Clipping path in CSS and SVG
Clipping path in CSS and SVG

Clipping images or HTML elements to be used on a website can be tricky. Like choosing the best color for your website, selecting the right font or the ideal hero image, techniques like clipping images could visually enhance your website.

I will explain some of the main aspects to take into account when you are working with clipping paths, from concepts to syntaxes, editors, and compatibilities.

What it is Clippath

Do you remember clipping paths in Photoshop or Illustrator? Well, the same applies but for CSS. The Clippath is a CSS property to allow specific a region of an element to show or hide other parts. A clipping path then determines which parts of the element are visible or hidden.

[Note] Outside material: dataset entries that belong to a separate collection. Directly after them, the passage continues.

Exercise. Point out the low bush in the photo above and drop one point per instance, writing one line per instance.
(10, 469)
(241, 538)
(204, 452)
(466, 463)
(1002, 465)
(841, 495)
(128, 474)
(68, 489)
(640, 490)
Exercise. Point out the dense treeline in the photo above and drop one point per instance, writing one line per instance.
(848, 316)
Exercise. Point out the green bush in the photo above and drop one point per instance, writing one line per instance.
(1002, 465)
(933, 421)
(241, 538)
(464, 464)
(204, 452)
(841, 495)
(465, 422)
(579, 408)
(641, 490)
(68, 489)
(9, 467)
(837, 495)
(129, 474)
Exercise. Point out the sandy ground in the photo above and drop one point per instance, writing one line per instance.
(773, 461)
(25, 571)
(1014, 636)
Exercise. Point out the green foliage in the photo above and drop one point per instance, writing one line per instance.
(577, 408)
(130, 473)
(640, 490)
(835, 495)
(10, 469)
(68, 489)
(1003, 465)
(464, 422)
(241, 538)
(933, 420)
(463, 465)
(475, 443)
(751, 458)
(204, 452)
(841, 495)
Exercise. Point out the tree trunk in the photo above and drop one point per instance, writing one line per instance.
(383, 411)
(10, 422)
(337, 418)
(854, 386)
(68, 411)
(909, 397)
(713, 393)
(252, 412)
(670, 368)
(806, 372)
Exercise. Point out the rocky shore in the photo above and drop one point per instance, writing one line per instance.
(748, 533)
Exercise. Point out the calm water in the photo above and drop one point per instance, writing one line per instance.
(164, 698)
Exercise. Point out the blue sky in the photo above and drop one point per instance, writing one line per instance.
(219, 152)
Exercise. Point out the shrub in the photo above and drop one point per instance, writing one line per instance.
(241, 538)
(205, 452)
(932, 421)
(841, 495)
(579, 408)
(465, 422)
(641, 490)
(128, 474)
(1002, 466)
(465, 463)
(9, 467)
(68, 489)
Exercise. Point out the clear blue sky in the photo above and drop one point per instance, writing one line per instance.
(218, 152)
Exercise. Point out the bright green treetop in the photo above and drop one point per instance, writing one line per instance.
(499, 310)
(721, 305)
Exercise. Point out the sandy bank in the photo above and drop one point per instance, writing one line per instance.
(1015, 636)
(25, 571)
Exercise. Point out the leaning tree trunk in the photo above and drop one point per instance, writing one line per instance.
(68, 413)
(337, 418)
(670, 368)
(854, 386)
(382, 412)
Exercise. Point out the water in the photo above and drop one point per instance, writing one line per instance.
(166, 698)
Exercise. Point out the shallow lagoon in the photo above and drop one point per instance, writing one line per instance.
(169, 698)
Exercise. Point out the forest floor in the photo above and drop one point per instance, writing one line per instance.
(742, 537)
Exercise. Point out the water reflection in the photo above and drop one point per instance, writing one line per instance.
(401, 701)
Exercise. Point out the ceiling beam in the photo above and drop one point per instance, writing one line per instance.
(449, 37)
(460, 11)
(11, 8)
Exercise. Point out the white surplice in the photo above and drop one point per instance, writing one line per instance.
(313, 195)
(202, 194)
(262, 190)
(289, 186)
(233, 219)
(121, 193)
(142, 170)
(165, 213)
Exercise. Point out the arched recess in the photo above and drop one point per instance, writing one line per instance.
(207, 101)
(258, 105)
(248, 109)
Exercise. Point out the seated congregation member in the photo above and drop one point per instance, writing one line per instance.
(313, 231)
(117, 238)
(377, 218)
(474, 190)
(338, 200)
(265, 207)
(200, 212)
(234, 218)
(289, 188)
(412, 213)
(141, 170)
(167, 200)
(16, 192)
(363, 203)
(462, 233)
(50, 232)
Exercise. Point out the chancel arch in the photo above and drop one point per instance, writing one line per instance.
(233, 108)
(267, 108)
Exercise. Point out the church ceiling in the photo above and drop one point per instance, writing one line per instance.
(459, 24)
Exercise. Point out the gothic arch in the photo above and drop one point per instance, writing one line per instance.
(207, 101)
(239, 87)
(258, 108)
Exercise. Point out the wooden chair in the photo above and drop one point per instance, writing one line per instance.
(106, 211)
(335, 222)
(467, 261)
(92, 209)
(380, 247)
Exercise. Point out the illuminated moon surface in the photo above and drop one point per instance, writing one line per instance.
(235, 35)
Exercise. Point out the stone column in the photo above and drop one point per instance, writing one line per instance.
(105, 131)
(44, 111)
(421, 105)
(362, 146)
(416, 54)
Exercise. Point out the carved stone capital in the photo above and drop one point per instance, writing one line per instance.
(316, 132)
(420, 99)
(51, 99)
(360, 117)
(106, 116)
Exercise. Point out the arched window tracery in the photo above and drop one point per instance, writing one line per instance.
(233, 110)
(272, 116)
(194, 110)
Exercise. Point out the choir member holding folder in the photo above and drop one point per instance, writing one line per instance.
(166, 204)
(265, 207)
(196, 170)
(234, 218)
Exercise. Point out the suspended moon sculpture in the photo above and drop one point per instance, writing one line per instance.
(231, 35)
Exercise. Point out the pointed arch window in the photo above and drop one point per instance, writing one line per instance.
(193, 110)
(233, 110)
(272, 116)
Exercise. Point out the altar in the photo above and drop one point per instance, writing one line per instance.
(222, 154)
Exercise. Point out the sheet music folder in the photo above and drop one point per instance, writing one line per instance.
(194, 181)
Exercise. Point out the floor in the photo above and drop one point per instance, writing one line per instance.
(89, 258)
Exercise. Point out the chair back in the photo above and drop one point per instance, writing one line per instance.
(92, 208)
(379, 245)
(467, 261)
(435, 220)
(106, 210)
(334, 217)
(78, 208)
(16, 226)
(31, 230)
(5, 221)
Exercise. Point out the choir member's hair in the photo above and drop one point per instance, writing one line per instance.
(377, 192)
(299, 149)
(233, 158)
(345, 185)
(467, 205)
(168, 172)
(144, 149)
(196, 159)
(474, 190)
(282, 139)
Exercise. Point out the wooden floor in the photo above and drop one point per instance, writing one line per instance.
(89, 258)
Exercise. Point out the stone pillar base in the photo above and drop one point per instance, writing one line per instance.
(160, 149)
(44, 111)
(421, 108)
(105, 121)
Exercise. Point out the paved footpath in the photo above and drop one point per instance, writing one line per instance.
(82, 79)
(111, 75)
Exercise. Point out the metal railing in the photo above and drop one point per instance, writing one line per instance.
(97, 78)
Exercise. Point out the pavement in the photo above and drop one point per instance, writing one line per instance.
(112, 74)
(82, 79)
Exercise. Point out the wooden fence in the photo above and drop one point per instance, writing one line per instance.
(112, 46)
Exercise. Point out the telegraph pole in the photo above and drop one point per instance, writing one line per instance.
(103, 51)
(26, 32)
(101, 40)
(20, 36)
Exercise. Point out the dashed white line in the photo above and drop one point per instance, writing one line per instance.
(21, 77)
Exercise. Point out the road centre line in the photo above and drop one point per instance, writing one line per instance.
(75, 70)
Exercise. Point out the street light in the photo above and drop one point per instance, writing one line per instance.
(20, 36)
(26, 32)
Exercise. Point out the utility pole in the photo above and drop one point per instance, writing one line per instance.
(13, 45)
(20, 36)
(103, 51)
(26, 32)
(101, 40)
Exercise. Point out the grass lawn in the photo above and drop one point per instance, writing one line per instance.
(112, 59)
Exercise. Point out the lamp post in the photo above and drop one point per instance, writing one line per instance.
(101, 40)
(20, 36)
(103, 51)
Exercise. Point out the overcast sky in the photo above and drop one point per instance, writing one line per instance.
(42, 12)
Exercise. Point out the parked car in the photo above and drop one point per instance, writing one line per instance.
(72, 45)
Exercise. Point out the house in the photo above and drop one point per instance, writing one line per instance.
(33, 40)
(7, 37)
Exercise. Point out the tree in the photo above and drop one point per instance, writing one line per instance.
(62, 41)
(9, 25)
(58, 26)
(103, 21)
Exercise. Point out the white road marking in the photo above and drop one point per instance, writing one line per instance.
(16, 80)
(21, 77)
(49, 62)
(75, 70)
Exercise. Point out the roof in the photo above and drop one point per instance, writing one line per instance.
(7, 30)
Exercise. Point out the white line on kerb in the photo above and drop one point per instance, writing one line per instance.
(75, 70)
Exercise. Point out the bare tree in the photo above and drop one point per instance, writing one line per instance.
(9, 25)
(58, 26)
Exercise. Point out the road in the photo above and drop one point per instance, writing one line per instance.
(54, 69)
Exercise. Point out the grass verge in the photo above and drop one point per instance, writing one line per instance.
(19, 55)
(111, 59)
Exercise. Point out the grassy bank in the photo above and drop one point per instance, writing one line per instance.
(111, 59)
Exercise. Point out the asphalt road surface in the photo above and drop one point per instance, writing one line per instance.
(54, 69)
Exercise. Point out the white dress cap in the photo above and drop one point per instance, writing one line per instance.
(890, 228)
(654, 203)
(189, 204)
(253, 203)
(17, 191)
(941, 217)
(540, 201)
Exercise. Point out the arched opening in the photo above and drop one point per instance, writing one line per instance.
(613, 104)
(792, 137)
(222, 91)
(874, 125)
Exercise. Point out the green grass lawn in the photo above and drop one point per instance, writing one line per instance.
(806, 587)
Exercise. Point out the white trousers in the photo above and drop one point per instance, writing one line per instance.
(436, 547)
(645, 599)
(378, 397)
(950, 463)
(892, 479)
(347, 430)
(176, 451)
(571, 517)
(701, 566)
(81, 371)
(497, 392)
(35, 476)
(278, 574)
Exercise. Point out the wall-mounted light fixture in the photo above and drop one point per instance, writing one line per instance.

It works with any element, like divs, images, or even texts.

Clipping Paths & Regions

Clipping paths are either basic shapes or vector paths that define an area for more complex shapes (without anti-aliasing) which will be visible. Anything outside this region is “clipped” and won’t be seen on the canvas; this section is known as the clipping area and as said before, works with any geometric shape including both the most simple shapes and even star shapes. Anything outside of the clipping region won’t be visible, including content, backgrounds, borders, text decorations, outlines, and any elements with scrolling mechanisms. This applies to the element you apply the path to as well as its children.

Clipping paths are like custom viewports for the element they are attached to. Thus, it affects the rendering of an element. It does not affect the element’s inherent geometry. The boundaries of a clipped element must remain the same as if it were not clipped. The element will affect the flow around it as it normally would, and every other element on the page will still see and treat the element as if it were still rectangular, even if it’s clipped to a non-rectangular shape. If you want to change the way the content around the element flows and have it respond to the defined basic shape of the clipping path, you can use the clip-path property.

If the area beyond the borders of the user’s document window is included in the clipping region, the environment in which it operates may crop the content to fit within that window.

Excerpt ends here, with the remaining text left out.